Cruises or all-inclusive resorts can simplify family vacations by offering meals and planning activities for everyone. For example, at Vista Verde Guest Ranch, an all-inclusive dude ranch in Clark, Colorado, guests choose activities from a pre-selected list, then everyone regroups in the main lodge for meals. Active folk might choose tubing or snowshoeing, while those seeking a more relaxed itinerary might opt for sleigh rides or wine tasting.

Kathy Sudeikis sends out a food chart in advance to reunion attendees. Then, each of the seven siblings picks a single meal to prepare for the entire group.

“Everyone can do their own thing during the day and then meet up for dinner,” she says.

Paying for the trip

At Nanapalooza, each family rotates supplying the entire group’s dinner. Frugal families could cook, while another family might pay for takeout. The lakeside location of Nanapalooza keeps activity costs low.

Though Nanapalooza is fortunate to have minimal financial disagreements, that’s not always the case with other family trips. Kathy Sudeikis recommends cruises because families have options for staterooms, depending on their budget.

“Make it work for all your siblings because they might not all be in the same financial brackets,” she says.

And don’t overlook a professionally organized tour.
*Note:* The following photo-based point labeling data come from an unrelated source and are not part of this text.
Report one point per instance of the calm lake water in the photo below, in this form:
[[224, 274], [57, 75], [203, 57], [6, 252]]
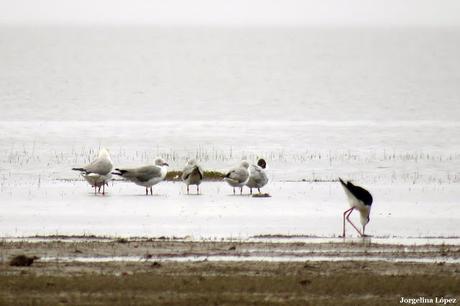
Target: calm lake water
[[377, 105]]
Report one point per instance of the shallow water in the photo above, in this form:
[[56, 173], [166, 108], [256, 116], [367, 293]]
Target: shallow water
[[379, 106]]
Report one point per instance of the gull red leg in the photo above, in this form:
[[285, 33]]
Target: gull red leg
[[344, 217], [354, 226]]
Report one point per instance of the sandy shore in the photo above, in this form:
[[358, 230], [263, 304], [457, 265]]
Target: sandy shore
[[96, 271]]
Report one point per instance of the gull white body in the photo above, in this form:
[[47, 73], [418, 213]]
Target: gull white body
[[257, 176], [238, 176], [192, 175], [98, 172], [146, 176]]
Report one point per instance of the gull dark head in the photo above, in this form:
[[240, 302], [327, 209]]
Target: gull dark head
[[262, 163], [160, 162]]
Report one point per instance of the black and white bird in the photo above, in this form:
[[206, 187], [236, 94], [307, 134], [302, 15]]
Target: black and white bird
[[360, 199], [192, 175], [145, 176], [257, 176], [98, 172], [238, 176]]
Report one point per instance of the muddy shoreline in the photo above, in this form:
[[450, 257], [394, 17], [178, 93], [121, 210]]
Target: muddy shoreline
[[156, 275]]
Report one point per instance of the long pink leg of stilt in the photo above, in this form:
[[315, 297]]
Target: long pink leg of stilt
[[344, 216], [354, 226]]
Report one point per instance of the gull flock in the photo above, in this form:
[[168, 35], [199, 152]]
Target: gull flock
[[99, 172]]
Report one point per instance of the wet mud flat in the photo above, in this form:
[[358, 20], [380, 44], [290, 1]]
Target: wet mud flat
[[80, 271]]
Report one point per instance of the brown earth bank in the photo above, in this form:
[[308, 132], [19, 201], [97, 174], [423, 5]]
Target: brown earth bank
[[155, 279]]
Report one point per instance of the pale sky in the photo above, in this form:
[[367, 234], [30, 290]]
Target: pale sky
[[232, 12]]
Durflinger says a tour may come out cheaper since they can secure discounted rates for large groups.

Making it memorable

Every Nanapalooza involves some sort of tchotchke to commemorate the trip. In 2021, it was a unique hoodie. Earlier that year, Jason Sudeikis won a Golden Globes for his role in “Ted Lasso.”

Because the awards ceremony occurred near the height of the COVID-19 pandemic, he accepted his award virtually while wearing a tie-dyed hoodie. The colorful covering, created by his sister, sold out quickly after his acceptance speech.

Every attendee at Nanapalooza in 2021 got one.

“She ordered 80 hoodies for us all that year,” Kathy Sudeikis says. “It shows just how everyone is committed to this in Nana’s spirit.”